**Assignment 9: Pedal Triangles**

**Jason P. Pickhardt**

__Problem:__

The following questions were explored about pedal triangles:

1. What if pedal point P is the centroid of triangle ABC?

2. What if . . . P is the incenter . . . ?

3. What if . . . P is the Orthocenter . . . ? Even if outside ABC?

4. What if . . . P is the Circumcenter . . . ? Even if outside ABC?

5. What if P is on a side of the triangle?

6. What if P is one of the vertices of triangle ABC?

__Exploration:__

To answer the first four questions, it is best to use Geometer’s Sketch Pad. The associated constructions and discussions can be found here.

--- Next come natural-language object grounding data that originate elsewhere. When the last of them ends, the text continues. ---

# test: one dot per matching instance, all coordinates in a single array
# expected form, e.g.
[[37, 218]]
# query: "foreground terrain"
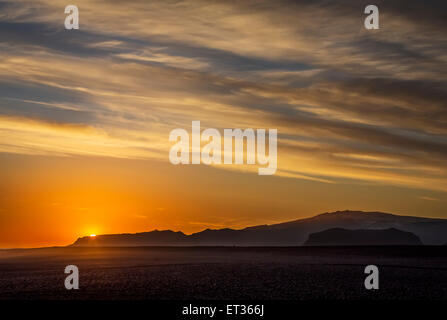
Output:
[[289, 273]]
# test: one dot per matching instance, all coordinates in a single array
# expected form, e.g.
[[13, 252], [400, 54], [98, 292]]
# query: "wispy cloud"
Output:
[[347, 103]]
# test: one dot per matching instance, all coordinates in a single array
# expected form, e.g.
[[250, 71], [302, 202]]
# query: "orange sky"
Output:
[[85, 115]]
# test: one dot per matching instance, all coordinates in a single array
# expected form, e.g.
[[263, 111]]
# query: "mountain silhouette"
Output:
[[345, 237], [293, 233]]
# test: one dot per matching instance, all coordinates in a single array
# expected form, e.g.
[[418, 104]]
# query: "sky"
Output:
[[85, 115]]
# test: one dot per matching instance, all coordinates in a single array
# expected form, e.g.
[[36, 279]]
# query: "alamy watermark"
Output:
[[217, 147]]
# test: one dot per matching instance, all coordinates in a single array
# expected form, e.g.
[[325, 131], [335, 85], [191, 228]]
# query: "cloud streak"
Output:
[[347, 103]]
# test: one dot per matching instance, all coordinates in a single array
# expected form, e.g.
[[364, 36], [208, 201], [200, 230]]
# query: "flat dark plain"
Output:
[[225, 273]]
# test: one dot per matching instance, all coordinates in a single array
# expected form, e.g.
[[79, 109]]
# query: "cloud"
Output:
[[347, 103]]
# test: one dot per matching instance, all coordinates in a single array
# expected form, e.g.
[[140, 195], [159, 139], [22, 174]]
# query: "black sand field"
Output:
[[296, 273]]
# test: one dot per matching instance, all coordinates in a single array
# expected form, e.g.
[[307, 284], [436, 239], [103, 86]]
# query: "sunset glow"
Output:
[[85, 115]]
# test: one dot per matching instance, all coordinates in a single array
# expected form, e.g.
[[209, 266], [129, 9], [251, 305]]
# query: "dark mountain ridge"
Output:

When exploring question 5, we find that there are a multitude of pedal point possibilities along the sides of a triangle. Consider triangle ABC shown below in dark blue. We can construct pedal point P on segment AB. When we construct lines perpendicular to each side and point P (by definition of a pedal triangle) we realize that point P is also a vertex R or pedal triangle RST shown below.

In GSP it is possible to vary point P,R along segment AB to construct many pedal triangles. These triangles are not of immediate interest to us, however when Point P,R varies to either vertex A or vertex B we do have something of interest.

The lines in red emanating from vertex A and B to the side of the triangle opposite them respectively are known as Simson Lines. A Simson Line is one where the vertices of a triangle are collinear and thus creating what is known as a degenerate triangle. We can see that this is true whenever we have a pedal point on a side of a triangle that varies to the any vertex of that triangle. Plotting pedal points P’ and P’’ we create pedal triangles P’R’T’ and P’’R’’T’’ shown below. Dragging these points to the vertices of their respective segments gives us the Simson Lines associated with the pedal points shown below.

Notice that we some similarities between the triangles having Simson Lines. The Simson Lines formed by pedal triangle RST and R’’S’’T’’ both at vertex A form the same Simson Line. This is that same for RST and R’S’T’ at vertex B and R’S’T’ and R’’S’’T’’ at vertex C. To see the pedal points vary in GSP click here and use the animation buttons to see the pedal triangles become Simson Lines.

__Conclusion: __

Through the pedal triangle constructions attached and those previously discussed we can see how triangles can be related. In the discussions on the GSP file we brought up such triangles as the medial triangle and the orthic triangle. These constructions are related to the centers of triangles and this was seen through our exploration.